Manipulating the tones, presence, white balance and detail -- without going overboard, is an art.
That's the trick. "Without going overboard". It's easy to boost saturation to 9,000, sharpen, set an S-curve and call it good, but it's almost always not.
Subtlety is key.
*sigh*
Yep, that's why:
- I used to spend more time in the darkroom than shooting
- It takes me a long time to upload shots from BARF Social Events (or anything, really)
- It takes a lot of practice to get good (and fast) at it
- Some people can get a usable image out of nearly anything and take an OK image and make it good
- Only a few people can take a good image and make it great
You have to learn to be able to look at an image and its histograms and know what it needs — much like a chef can take a set of basic ingredients on a table and rattle off how each element should be cut and cooked and what spices to add in what amounts and when.
Now for a shoot (more often concert photography or BARF events than anything else), I've gotten where I average about three minutes per image.
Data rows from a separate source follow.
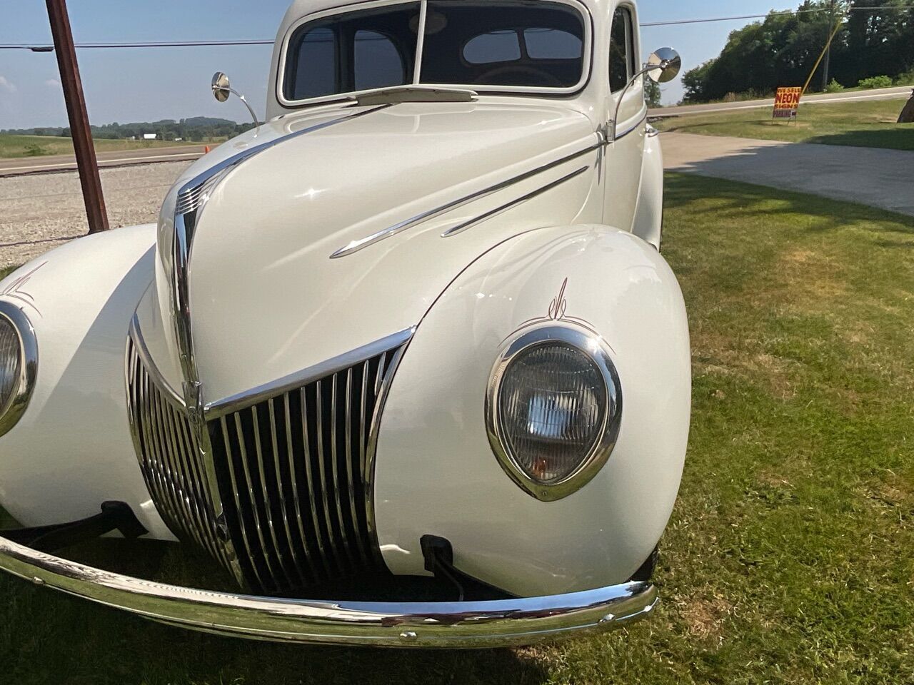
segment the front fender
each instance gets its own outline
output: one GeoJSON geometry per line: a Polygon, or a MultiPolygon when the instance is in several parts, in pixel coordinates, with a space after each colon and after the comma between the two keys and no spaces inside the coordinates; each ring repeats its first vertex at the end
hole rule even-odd
{"type": "Polygon", "coordinates": [[[449,540],[455,566],[521,596],[627,581],[669,520],[691,410],[682,293],[657,251],[606,227],[535,231],[485,254],[442,294],[407,349],[377,442],[378,542],[396,574],[424,574],[420,539],[449,540]],[[564,286],[567,308],[553,300],[564,286]],[[484,403],[496,354],[557,311],[612,350],[624,396],[607,465],[554,502],[502,470],[484,403]]]}
{"type": "Polygon", "coordinates": [[[127,331],[152,282],[154,243],[153,225],[90,236],[0,283],[38,347],[31,401],[0,437],[0,505],[25,525],[76,521],[117,500],[154,537],[174,539],[137,465],[124,389],[127,331]]]}

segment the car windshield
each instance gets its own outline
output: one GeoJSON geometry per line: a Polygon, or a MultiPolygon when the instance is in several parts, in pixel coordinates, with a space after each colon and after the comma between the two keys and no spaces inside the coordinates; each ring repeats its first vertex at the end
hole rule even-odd
{"type": "Polygon", "coordinates": [[[569,90],[581,80],[584,18],[569,5],[542,0],[422,5],[345,12],[300,26],[287,47],[285,100],[409,84],[569,90]]]}

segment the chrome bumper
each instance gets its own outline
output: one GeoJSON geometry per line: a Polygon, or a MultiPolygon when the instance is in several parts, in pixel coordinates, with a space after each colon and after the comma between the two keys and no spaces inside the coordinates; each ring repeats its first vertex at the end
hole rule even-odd
{"type": "Polygon", "coordinates": [[[486,602],[273,599],[167,585],[101,571],[0,537],[0,569],[173,626],[280,642],[491,648],[608,630],[649,614],[657,591],[627,583],[570,595],[486,602]]]}

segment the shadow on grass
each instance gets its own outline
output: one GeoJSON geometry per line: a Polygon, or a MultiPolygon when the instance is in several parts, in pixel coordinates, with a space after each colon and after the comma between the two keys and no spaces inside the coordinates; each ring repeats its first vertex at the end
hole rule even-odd
{"type": "MultiPolygon", "coordinates": [[[[808,229],[813,231],[833,230],[866,222],[874,231],[914,235],[914,216],[875,208],[861,202],[855,203],[853,200],[856,198],[840,200],[840,210],[836,211],[835,199],[775,189],[738,178],[744,174],[760,180],[771,177],[772,185],[789,183],[790,177],[779,177],[778,170],[789,169],[796,153],[795,150],[786,146],[757,147],[749,148],[739,154],[684,164],[666,174],[664,206],[667,209],[678,209],[696,201],[695,179],[688,177],[693,173],[709,177],[708,180],[714,184],[713,194],[709,197],[714,201],[717,216],[727,216],[728,212],[732,212],[742,221],[753,216],[796,214],[814,219],[805,221],[808,229]],[[746,163],[748,158],[753,158],[751,166],[754,168],[750,169],[750,165],[746,163]],[[760,165],[771,171],[767,174],[760,172],[760,165]],[[733,183],[715,183],[715,178],[728,178],[733,183]]],[[[848,164],[851,163],[848,162],[848,164]]],[[[797,183],[801,183],[802,170],[792,173],[797,183]]],[[[903,171],[899,170],[899,173],[903,171]]],[[[837,191],[834,193],[837,194],[837,191]]],[[[901,198],[909,199],[909,195],[902,194],[901,198]]]]}
{"type": "Polygon", "coordinates": [[[848,131],[844,133],[819,135],[804,142],[820,145],[846,145],[914,151],[914,124],[899,123],[897,128],[872,131],[848,131]]]}

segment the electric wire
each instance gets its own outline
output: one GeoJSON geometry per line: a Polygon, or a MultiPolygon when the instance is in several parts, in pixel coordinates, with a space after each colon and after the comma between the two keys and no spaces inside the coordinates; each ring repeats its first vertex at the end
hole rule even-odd
{"type": "MultiPolygon", "coordinates": [[[[845,12],[905,12],[914,10],[914,5],[897,5],[888,7],[867,6],[867,7],[848,7],[845,12]]],[[[676,26],[688,24],[711,24],[715,22],[745,21],[747,19],[765,19],[771,16],[792,16],[792,15],[812,15],[825,14],[830,10],[828,7],[815,7],[811,9],[781,10],[772,11],[764,15],[739,15],[735,16],[712,16],[696,19],[670,19],[667,21],[648,21],[643,22],[643,28],[656,26],[676,26]]],[[[250,40],[170,40],[170,41],[143,41],[143,42],[101,42],[101,43],[77,43],[80,49],[112,49],[112,48],[130,48],[130,47],[221,47],[228,46],[261,46],[273,45],[272,39],[250,39],[250,40]]],[[[0,50],[31,50],[32,52],[53,52],[54,46],[47,43],[6,43],[0,44],[0,50]]]]}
It's definitely not fast, but they wind up being better than the average snapshots that are just pulled from the camera and uploaded. I wind up going through a set in several passes to optimize the time: reject bad photos, straighten & crop, white balance & basic exposure & basic contrast, fine tuning the better images. I do them in passes because they wind up being in similar groups where there were similar conditions and after I get settings for one I can take those settings and apply them to the rest of the group.
So, 50 images or so will take me about three hours to image edit... unless I get a good one... then I can easily spend 30 to 60 minutes on one image.
You might want to check these out to compare some photos 'as shot' with the finals in my 'three minute process'. These were a while ago so it might have been closer to a 'five minute process', and, IIRC, I was mainly trying to get these out fast so the 1Rider volunteers could 'get some appreciation' ASAP:
A selection of images as shot:
http://homepage.mac.com/mosquito/20090404-1Rider-STP-BapExamples/
The full sets as published:
http://homepage.mac.com/mosquito/20090404-1Rider-STP/
http://homepage.mac.com/mosquito/20090404-1Rider-STP-Set2/
You'll have to dig through the published ones to match up the 'as shot' ones.
Ever play speed chess? For the amount of time spent, you often wind up learning more the more games you play (the more photos you edit). It is good to spend a lot of time studying some good games (images), but past a point you get diminishing returns to your learning.